Am I missing something that I don’t think that we should be solely thinking about smartphone apps and profitable proofs-of-concept when thinking about how to improve our transportation systems? How much have those multi-billion dollar tax breaks to the automotive industry that even the arch-conservative Supreme Court of Michigan says the state has to disclose some more information about? Have those trickled down to improve the frequency of bus service?

Beyond The Car Governor

I’ve mentioned this before, but I remember a quote from one of the 82 interviews I conducted for my thesis research. One Southeast Michigan infrastructure nerd– a PhD who left Detroit after getting a better job offer elsewhere- lamented that Governor Whitmer doesn’t really seem to care about cities, and certainly doesn’t seem to understand them. This was a bummer to hear, but it was so true. It’s something I picked apart in obnoxious detail when I did a sort of meta-analysis of media publications coming out of the Michigan Department of Transportation– whose abolition I later proposed somewhat jokingly at a Michigan Association of Planning conference to the chagrin of the organization’s dispassionate and conservative staff- and found only parenthetical mention of transit. 
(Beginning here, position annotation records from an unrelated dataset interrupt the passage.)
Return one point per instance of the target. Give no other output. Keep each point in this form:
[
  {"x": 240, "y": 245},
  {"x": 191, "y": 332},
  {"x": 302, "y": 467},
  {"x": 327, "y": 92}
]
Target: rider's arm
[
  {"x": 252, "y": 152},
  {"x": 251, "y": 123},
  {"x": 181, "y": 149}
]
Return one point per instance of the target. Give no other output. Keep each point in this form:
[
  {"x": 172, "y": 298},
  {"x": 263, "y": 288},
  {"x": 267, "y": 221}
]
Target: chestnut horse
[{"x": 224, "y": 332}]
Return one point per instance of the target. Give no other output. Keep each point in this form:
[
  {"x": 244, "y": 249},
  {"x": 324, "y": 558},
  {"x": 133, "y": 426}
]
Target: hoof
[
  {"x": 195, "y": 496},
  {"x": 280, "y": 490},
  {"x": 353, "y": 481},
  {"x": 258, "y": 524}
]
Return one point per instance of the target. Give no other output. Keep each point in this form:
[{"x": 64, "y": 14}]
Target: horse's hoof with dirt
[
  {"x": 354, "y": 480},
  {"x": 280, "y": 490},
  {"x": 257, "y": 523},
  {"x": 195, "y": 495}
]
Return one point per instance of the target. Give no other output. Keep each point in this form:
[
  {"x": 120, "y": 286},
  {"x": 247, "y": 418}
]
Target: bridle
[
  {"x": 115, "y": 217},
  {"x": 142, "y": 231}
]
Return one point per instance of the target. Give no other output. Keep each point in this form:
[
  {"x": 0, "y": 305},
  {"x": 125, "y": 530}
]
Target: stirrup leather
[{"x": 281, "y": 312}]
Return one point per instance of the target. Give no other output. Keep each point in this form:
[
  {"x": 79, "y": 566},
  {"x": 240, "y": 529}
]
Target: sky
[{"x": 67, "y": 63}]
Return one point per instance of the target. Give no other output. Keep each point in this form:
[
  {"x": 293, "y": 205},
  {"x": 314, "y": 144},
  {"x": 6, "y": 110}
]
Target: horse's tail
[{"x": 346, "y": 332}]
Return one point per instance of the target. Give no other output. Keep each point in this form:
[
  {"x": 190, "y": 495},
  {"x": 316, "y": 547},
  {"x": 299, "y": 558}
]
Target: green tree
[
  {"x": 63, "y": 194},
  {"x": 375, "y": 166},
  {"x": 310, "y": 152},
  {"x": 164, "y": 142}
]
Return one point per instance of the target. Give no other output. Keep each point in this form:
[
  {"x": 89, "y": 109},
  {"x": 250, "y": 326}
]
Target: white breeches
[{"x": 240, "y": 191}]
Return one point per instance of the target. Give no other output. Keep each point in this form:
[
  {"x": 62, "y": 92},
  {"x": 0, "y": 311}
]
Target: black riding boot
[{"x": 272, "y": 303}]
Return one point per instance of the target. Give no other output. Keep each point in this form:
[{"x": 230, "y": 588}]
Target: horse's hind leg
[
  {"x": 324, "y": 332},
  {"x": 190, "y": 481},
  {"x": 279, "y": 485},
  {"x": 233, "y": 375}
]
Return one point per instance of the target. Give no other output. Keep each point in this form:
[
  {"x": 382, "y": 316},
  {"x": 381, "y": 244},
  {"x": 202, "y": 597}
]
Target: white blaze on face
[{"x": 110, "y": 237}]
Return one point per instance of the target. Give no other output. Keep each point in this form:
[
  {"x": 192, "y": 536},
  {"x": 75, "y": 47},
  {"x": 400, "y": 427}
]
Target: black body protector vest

This isn’t meant to be a polemical piece. There are plenty of constructive ideas to come out of this. For example, there’s an idea that has stuck with me from my thesis-writing days, from a book on the birth of the autonomous vehicle. The author pointed out that all of these clever software ideas were coming out of Silicon Valley. He notes that the Big Two and a Half, as I call them, were pretty late to the game. These companies are conservative and they move very slowly. (I never quite understood how or why companies can be this slow until I worked for a public utility company!). But what became apparent, the author noted, was that Silicon Valley needed to figure out how to scale autonomous pilots, and they needed people to actually build the cars.

Those people are in the Midwest, where a century of manufacturing engineering ingenuity is ready to produce stuff. But we can’t simply produce our way out of any crisis by building more trucks.

Needing A Governor Who Understands Cities– And Will Commit To Them

Capitalism currently faces two existential threats that have absolutely nothing to do with the Republican allegations of the Radical Marxist Socialist New World Order Baby-Killing BLM Antifa George Saros [sic] funded Democrat Agenda. One such threat is that of climate change, which we’re seeing play out in the form of, variously, extreme temperatures, and, a few steps removed from climate change itself, the economically destructive effects of high gas prices on the economy. The other problem is that of a slowing rate of growth in western economies. Populations are aging, but increasingly reactionary policies restrict immigration to create a new labor supply and new growth.

Fixing mobility requires fixing cities. It doesn’t require smartphones. Nor does it require creating new markets simply so people can profit. The government’s role should be to stimulate economic growth and competition– not simply to create new venues for colonial exploitation. This can be done through real infrastructure investment. It doesn’t require a smartphone and it doesn’t require a profit motive. Leave the profit motive to entrepreneurs and companies, but let the entrepreneurs and companies work– in a market with well-developed, real infrastructure. Trevor Pawl and Governor Whitmer: We must do better. The state’s future depends on it.

The state’s professional credibility also depends upon the ability of people like Mr. Pawl to be able to say things other than “tech and cars” as far as how to reach a future of equitable, sustainable mobility.